Americans Don’t Trust The Government, And That Could Be Great For America

Ben Domenech has an interesting article up over at The Federalist and it’s worth your time if you’ve got it. I’d only say what you’d expect me to say, which is, Americans not trusting the government is not enough. Democrats and liberals can’t just fail, Republicans, conservatives need to succeed — and they can’t if they don’t get into the information war.

Here’s Domenech’s open:

The American people don’t trust the government. This could be a great thing for America. It could also be a dangerous opportunity for an enduring and desperate factionalism, of the kind largely unfamiliar to the American experience — and lead to more, and more dangerous, government in the future. But I don’t think it will.

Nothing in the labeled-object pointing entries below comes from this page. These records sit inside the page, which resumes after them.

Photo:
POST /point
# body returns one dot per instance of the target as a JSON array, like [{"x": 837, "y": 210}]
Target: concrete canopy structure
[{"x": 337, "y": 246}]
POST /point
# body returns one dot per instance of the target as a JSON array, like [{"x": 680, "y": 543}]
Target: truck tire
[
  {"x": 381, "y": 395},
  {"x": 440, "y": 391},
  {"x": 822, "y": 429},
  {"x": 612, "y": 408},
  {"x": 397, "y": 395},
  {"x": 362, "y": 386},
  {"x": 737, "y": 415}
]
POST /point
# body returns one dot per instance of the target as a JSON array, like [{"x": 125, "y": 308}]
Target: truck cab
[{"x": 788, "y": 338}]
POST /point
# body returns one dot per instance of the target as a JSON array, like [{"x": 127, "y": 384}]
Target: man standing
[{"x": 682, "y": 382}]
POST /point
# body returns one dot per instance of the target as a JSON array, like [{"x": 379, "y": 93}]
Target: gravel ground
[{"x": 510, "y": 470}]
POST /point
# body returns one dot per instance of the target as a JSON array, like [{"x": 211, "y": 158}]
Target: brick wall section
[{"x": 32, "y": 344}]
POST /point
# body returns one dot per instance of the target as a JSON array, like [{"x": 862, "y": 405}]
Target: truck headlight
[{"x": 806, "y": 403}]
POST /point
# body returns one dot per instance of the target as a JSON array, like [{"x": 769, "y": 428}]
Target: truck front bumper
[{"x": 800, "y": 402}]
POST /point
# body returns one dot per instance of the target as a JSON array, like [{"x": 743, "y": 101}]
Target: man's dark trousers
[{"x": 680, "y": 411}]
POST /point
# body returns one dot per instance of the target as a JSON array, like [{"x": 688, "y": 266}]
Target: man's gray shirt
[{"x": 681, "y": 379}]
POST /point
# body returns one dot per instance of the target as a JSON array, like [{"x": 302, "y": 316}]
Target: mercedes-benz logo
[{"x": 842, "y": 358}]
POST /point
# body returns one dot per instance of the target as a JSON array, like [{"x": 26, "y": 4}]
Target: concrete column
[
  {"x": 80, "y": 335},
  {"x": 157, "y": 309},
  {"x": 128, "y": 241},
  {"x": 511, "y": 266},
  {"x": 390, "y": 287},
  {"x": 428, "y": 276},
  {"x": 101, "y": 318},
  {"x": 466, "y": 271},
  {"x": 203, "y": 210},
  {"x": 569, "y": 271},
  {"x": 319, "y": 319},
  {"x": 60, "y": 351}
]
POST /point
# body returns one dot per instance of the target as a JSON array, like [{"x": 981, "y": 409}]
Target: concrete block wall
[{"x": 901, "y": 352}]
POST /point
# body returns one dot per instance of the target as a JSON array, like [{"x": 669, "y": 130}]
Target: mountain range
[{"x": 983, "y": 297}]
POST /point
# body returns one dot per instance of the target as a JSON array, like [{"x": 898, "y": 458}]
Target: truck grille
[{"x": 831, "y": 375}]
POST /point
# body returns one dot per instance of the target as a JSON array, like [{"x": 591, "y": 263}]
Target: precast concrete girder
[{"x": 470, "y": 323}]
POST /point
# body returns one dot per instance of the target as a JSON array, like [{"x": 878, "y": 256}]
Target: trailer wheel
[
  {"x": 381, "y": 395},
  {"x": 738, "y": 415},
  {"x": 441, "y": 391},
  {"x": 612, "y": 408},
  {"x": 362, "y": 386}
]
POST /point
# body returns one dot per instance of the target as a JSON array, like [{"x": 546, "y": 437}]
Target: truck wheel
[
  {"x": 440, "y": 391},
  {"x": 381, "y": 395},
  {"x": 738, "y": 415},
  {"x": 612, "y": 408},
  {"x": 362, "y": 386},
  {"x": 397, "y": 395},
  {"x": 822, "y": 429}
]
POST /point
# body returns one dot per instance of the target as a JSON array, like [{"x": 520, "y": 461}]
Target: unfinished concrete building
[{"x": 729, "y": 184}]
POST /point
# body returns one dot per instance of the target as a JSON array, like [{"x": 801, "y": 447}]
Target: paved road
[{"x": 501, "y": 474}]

There are all sorts of polls you can cite about the decline in trust in government, but after the disastrous rollout of Obamacare, this trendline isn’t going up. And Ezra Klein is worried about it. He runs through a litany of recent failures of federal government – considering that Millennials alone have witnessed 9/11, Afghanistan, Iraq, Katrina, the financial crisis, the failed stimulus, and now Obamacare, young voters have every reason to be cynical. But Klein notes that this may not stop voters from trusting government to do more, and implement more big programs, in the future:

[B]ecause voters don’t entrust tasks to “the government.” They entrust them to particular administrations, and, righty or wrongly, they tend to extend their faith in the president to the entire federal government. Obamacare’s failures aren’t likely to undermine confidence in Chris Christie or Hillary Clinton’s ability to manage the machinery of the federal government. They might perversely, enhance it, as a country that’s purposefully looking for more effective management is likely to be more desperate to believe they’ve found it. But the fact that the public will trust the government to do big things again doesn’t mean they should.